NASA is, after all, made up of a vast number of people competing to get their
own favourite projects funded. If a directive comes down from on high that
NASA's primary goal is to build a moonbase then it means that projects
relevant to this goal start getting funded (and that projects irrelevant to
this goal get a hasty rewrite to make 'em sound like they're relevant to this
goal).

------
civilian
We should be putting funding into a space elevator. Moving things into space
with rockets will be always be incredibly expensive and inefficient. If a
space elevator were built, moon (and mars) bases would easily be built, almost
as an afterthought. ("Oh yeah, I guess it is easy to do this now...")

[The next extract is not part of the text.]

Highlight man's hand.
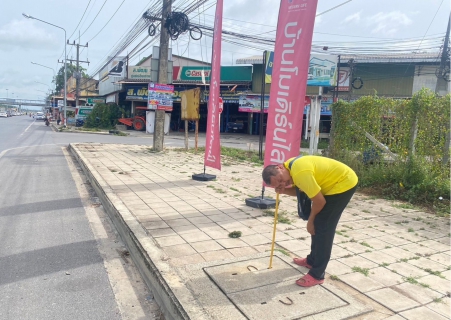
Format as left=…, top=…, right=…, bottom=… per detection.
left=307, top=219, right=315, bottom=236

Currently, all of our space vehicles are also built to withstand atmospheric
exit & entry. With a space elevator, we could afford to have elevator -> moon
or earth-elevator -> mars-moon/station transports that would be much easier to
build.

If there is any foolish government project I am willing to put my tax dollars
into, it's this.

------
martin1b
Why again do we want to build a base on a big rock? And why do we fund NASA
for $20 billion/year? Especially in a struggling economy? Why doesn't some
other country step up to do this if it's so important? It seems the US spends
money on everybody except itself. Yet, we're the target for every criticism,
while others stand practically idle.